Cost Cap and Launch Vehicle
The responses from the community to the question of whether the cost cap or the launch vehicle was more constraining indicated that the cost cap might be more constraining, but, given the incomplete nature of the survey, such a conclusion is not warranted (see Appendix C). However, the following themes emerged:
- Mission risk, timescale, and technology development. It was noted in some of the inputs that the cost cap and the limited risk allowance for SMEX missions precludes the inclusion of new, low-heritage technologies. This problem can be ameliorated by continuing a responsive technology development program.
- Access to space. One of the points raised in the many thoughtful community inputs is the importance of flexible and implementable options for access to space. More generally, access to space is a related issue that merits periodic reassessment. A document from NASA Science Mission Directorate on the evolution of access to space options at all scales relevant for science missions since the last decadal survey, and the outlook for the foreseeable future, could be a very valuable pre-survey resource.
- Mission size. Significant interest was expressed in missions that are even smaller than the SMEX scale.

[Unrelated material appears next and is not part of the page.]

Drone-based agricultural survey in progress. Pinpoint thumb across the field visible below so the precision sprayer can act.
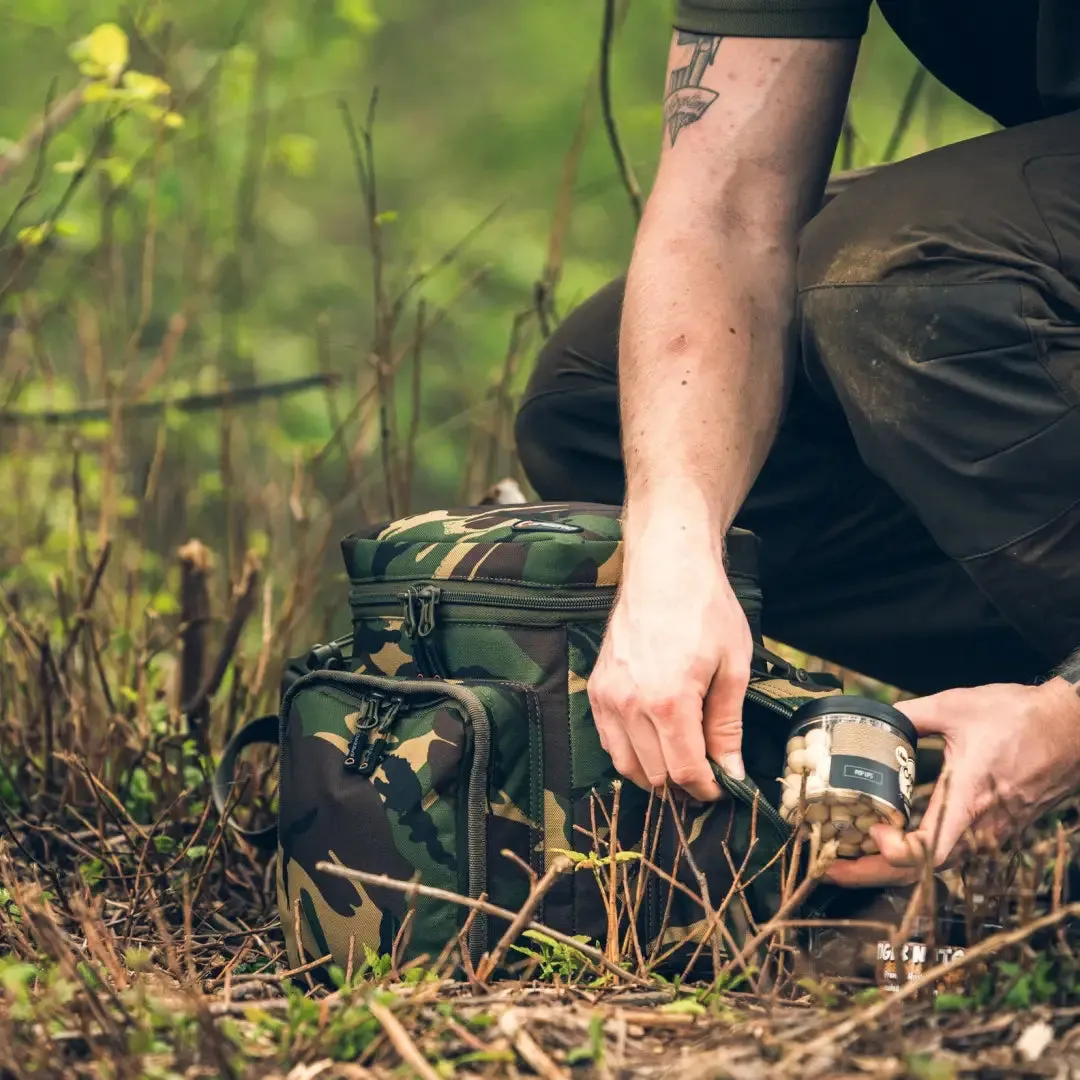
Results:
[893,690,954,735]
[872,770,974,867]
[703,656,750,780]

NASA might consider a workshop on ideas for such missions. This would be primarily a forward-looking workshop, but it could also include a careful look at lessons learned from the University Explorer (UNEX) program.
Given the input received by the committee, and based on the committee’s deliberations and findings, more than sufficient compelling science possibilities for a 2018/19 SMEX Announcement of Opportunity exist. The committee therefore concurs with the midterm assessment’s recommendation to proceed with this SMEX round. As neither this report nor NASA suggest changes to the 2018/19 SMEX Announcement of Opportunity, there is no need for the CAA to comment on the potential impact of any changes to the NWNH-recommended program.